Eine Kriegssonate voller Ironie und Spott

Kommen wir zu Sergei Prokofjews Kriegssonate in B-Dur op.83 Nr. 7 (1942/43). Diese Sonate, das sei vorab bemerkt, ist 1943 von Swjatoslaw Richter in Moskau uraufgeführt worden und bekam zu Stalins 60. Geburtstag den Stalinpreis verliehen. Ebenfalls gehört sie in die Trilogie der Kriegssonaten, Nr. 6, 7 und 8, die alle in der für die Sowjetunion schlimmsten Zeit des 2. Weltkrieges aus der Hand Prokofjews geboren wurden. Worum geht es in dieser Sonate?

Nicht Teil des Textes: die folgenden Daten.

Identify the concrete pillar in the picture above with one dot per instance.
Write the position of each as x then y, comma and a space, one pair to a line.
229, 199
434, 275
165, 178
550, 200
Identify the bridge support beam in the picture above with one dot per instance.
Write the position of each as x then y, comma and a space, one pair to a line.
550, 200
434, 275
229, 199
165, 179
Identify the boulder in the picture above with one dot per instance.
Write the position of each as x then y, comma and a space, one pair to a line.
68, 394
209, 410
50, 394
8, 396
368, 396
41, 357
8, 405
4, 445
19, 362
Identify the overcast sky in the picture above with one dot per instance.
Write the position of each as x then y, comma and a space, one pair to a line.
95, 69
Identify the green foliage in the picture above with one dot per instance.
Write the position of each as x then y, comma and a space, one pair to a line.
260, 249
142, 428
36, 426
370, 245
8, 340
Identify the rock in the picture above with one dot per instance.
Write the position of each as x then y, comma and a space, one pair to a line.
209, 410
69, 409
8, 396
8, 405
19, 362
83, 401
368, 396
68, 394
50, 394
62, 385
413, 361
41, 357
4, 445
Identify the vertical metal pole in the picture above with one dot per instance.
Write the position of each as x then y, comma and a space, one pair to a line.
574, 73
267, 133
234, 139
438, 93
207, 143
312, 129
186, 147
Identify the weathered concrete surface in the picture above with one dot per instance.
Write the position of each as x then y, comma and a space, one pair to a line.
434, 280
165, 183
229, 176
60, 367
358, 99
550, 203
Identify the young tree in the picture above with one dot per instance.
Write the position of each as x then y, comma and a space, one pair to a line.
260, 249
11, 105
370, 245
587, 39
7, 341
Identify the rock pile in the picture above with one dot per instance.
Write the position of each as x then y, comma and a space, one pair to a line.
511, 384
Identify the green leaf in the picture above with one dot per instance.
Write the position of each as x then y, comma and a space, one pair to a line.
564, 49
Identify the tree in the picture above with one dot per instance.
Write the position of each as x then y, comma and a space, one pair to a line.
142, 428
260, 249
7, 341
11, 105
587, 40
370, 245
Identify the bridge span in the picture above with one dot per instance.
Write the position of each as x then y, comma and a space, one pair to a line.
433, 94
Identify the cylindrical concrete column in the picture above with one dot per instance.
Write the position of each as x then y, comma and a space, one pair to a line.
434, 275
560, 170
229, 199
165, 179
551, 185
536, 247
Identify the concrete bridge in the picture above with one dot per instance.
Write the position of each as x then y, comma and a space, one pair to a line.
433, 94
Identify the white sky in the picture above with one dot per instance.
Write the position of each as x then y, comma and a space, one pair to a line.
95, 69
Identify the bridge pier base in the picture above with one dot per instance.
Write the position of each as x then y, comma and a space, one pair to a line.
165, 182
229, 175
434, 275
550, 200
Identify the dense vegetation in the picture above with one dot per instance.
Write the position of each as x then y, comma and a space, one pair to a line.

Prokofjew wird allgemein unterstellt, diese Sonaten seien eine ironische Antwort auf Stalins Allmachtsgebaren. Tatsächlich aber litt das russische Volk entsetzlich unter den Kriegsfolgen, die die deutsche Armee über das Land gebracht hatte, und die russische Armee war gerade dabei, zu retten was verloren schien. Zudem war Prokofjew im Gegensatz zu Schostakowitsch kein Kritiker Stalins, sondern eher sein politscher und kultureller Begleiter.

 

Martialisch, Inniglich und Perkussiv

Der erste Satz mit der Bezeichnung Allegro inquieto, ist extrem nervös und aufreizend spannend gehalten. Zwar steht das Stück in B-Dur, nur kommt diese Tonart eigentlich nicht vor. Auch benutzt Prokofjew die Sonatenform, die ebenfalls kaum noch zu erkennen ist. Alles scheint sich aufzulösen. Spott und Ironie beherrschen das musikalische Geschehen. Extreme Lautstärke, marschähnliche Passagen und dissonante Skalen durchziehen diesen höchst anspruchsvollen Satz, der sich dann in ein Andante caloroso wandelt. Innig, ja sentimental soll dieser Satz sein. Zunächst ist er gespickt mit Duodezimen, die wie Blue Notes daherkommen. Alles scheint im Lot zu sein. Man hört die Vöglein singen und ist in die Welt der Schumannschen und Schubertschen Romantik versetzt. Doch das in ein Trugbild. Sehr schnell zerfällt alles in eine unbestimmte Chromatik und endet in einer Bordun-begleiteten von Glockenklängen durchzogenen Schlusssequenz.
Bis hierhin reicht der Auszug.